There are broadly two classes of methods for identifying driver genes based on mutational data. The first class of methods13,14,15 rely on the rate of mutations in genes for a set of patients to identify driver genes. In these studies, the background mutation rate is estimated, and genes that show statistically different mutation rates are identified as driver genes. The rate of different types of mutations is used to calculate the background mutation rate14,15. The methods of identification differ in the statistical method used14. The rate of cell division and the length of the gene needs to be taken into account as the mutation rate may change depending on cell type and length and position of the genes15.

Among the different methods that exist for identifying driver genes, when validated using the Cancer Gene Census (CGC)16, it was observed that while the precision of identifying these genes was high, they had a very low recall12. Furthermore, genes identified through these approaches have high recurrence across different tumour samples. We now know that the rate of mutation is not sufficient for the identification of driver genes; instead, genes with low mutation rate can be driver genes if a mutation occurs at functionally important positions.

The second class of methods use a ratio-metric approach, where not only the repeated occurrence of mutations is taken into consideration but also the functional impact of the mutations. Ratio-metric algorithms17,18,19 capture the proportion at which the different mutation types occur. The type of mutations and their ratios vary and are distinct for TSGs and OGs. For instance, TSGs are more likely to have indels (insertions and deletions), more specifically frameshift mutations, that lead to loss of function of the protein. On the other hand, OGs tend to accumulate missense mutations that confer the protein with a "gain of function"5,20. The recurrence of mutations is captured by the entropy features. These features are then used for differentiating between these two types of driver genes.
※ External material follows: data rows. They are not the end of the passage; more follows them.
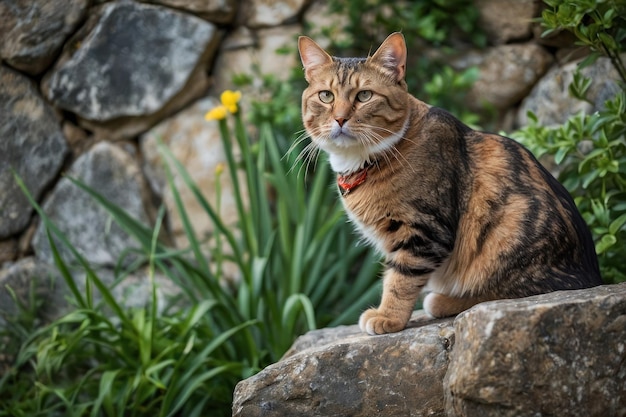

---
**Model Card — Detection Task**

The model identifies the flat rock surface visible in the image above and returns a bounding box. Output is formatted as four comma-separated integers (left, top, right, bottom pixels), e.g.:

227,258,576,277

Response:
233,313,454,416
0,65,68,240
444,283,626,417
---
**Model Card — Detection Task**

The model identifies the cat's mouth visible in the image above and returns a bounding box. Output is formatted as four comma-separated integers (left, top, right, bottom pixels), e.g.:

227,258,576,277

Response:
328,123,357,146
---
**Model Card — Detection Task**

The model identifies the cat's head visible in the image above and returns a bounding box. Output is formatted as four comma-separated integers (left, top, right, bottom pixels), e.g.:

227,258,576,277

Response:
298,33,409,173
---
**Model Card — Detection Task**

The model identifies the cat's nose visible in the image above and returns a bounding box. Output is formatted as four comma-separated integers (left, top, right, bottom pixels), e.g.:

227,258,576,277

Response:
335,117,348,127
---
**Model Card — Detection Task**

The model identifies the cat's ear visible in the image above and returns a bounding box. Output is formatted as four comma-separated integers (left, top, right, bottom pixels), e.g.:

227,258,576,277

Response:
369,32,406,82
298,36,333,81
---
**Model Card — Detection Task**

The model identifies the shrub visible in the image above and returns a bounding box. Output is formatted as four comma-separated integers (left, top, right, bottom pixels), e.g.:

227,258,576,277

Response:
512,0,626,283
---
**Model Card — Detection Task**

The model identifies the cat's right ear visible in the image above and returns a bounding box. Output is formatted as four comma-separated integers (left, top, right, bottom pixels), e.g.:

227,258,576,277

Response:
298,36,333,81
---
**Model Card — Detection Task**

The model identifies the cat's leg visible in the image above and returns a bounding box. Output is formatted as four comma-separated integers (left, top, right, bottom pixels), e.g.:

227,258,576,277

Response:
359,269,427,335
424,292,488,318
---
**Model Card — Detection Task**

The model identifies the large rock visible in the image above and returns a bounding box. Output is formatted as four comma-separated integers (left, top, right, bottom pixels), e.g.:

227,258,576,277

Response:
141,0,237,24
233,313,454,417
140,97,245,247
467,43,553,111
33,142,149,266
0,65,68,240
211,24,302,96
0,0,89,75
43,2,218,139
517,55,626,126
233,283,626,417
444,283,626,417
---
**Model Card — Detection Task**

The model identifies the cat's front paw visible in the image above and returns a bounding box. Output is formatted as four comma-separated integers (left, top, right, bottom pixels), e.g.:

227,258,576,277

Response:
359,308,406,335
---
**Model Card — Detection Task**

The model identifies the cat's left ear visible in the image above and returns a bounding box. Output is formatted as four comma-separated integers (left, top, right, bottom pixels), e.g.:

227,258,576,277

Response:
369,32,406,82
298,36,333,81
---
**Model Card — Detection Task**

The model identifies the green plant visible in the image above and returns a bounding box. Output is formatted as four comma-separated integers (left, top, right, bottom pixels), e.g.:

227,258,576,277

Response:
512,88,626,283
512,0,626,283
0,88,379,417
540,0,626,83
314,0,490,125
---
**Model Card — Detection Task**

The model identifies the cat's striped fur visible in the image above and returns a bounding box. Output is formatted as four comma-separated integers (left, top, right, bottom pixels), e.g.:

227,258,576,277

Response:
299,33,601,334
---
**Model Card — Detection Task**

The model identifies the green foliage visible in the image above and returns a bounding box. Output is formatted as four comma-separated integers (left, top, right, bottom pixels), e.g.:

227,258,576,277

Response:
512,0,626,283
313,0,489,125
541,0,626,82
513,88,626,282
0,100,380,417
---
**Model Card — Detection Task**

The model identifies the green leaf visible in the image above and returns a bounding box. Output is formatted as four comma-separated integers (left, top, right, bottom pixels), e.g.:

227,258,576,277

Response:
609,213,626,235
596,235,617,255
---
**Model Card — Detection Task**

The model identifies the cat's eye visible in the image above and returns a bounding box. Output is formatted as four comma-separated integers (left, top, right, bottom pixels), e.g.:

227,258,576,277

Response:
356,90,372,103
319,90,335,104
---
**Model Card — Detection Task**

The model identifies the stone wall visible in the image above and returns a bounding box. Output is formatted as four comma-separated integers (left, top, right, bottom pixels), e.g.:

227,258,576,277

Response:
0,0,617,318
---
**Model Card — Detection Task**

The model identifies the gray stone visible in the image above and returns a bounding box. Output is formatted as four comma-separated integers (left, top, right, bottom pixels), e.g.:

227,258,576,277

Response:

While these methods do capture some mutation patterns observed across samples, low recall shows that our understanding of the characteristics that define TSGs and OGs is far from complete. In this study, we define new features that calculate entropy and frequency of different mutation types along with other ratio-metric features. Our aim is to identify important features for TSGs and OGs that can help classify a given gene as a TSG or an OG. Since the ratio-metric approach is based on the type of mutations, and these differ for TSGs and OGs, genes were classified into two classes. Further, classification problems are prone to overfitting resulting in high classification scores in the training set, but the model can turn out to be unreliable for predictions using new data. We outline a method for estimating parameters for the given classification algorithm and avoid overfitting. We use the final model, cTaG (classify TSG and OG), to predict new driver genes by classifying a list of unlabelled genes; we validated our predictions by illustrating the presence of known TSGs and OGs among our predictions and through functional analysis of the predicted new genes. We calculated the mutation rates and compared our results with the widely used tool MutSigCV and show that cTaG is able to pick out many driver genes that have very low mutation rates. Further, we used a pan-cancer model to predict driver genes that were tissue-specific.

Methods

Outline of cTaG

We build a model, cTaG, to classify genes as TSG or OG based on the mutation types observed in them. Our entire workflow is summarised in Fig. 1. First genes are labelled as TSGs or OGs for training the model. Next, we use random forest to train and build robust models. Model (i) identifies stable hyper-parameters to avoid overfitting and (ii) trains on features generated from mutation data. We use multiple random iterations (Fig. 1 Block 2) to identify stable hyper-parameters. We conduct fivefold cross-validation to avoid data bias and report average metrics (Fig. 1 Block A). Lastly, the genes not used for training were used for predicting new driver genes. Results from multiple classifiers are used to make the final predictions. The processed data and codes are available from GitHub: https://github.com/RamanLab/cTaG.

Figure 1
figure 1

Methodology for identifying new driver genes. The figure presents an overview of the different steps involved in our study as described in “Outline of cTaG” section. The somatic mutation data is used to generate the feature matrix where the rows and columns represent genes and features respectively. The genes labelled as TSG or OG were used for building the models. Block A (light green frame) shows how classifier is built and is repeated five times for each fold (details in “Classification of genes” section). Block B (light blue frame) shows random iterations for estimation of hyper-parameters and is repeated 10 times to identify a set of stable hyper-parameters (details in “Tuning hyperparameters” section). The five models are then used to make predictions on unlabelled genes to identify the new driver genes.

Mutation data

We downloaded somatic mutation data from the Catalogue of Somatic Mutations in Cancer (COSMIC) (v79)21. These data were pre-processed to exclude hyper-mutated samples (samples containing more than 2000 mutations). Only known SNPs were retained if they were "confirmed somatic mutations". The final processed data consist of 2,145,044 mutations from 20,667 samples across 37 primary tissues. COSMIC also contains transcript information, where different transcripts of a gene are saved as "gene_transcript" and are handled as separate genes. Splice site mutations were identified as mutations at 1 or 2 bps after the end of the exon border or 1 or 2 bps before the start of the exon border. We used the popular tool Polyphen222 to predict the phenotypic impact of missense mutations. For a few mutation positions, Polyphen2 returned two scores. In such cases, the mean value was considered for the purpose of our analyses. The pre-processed COSMIC data used to build the feature matrix is available from zenodo.com: https://doi.org/10.5281/zenodo.4153052.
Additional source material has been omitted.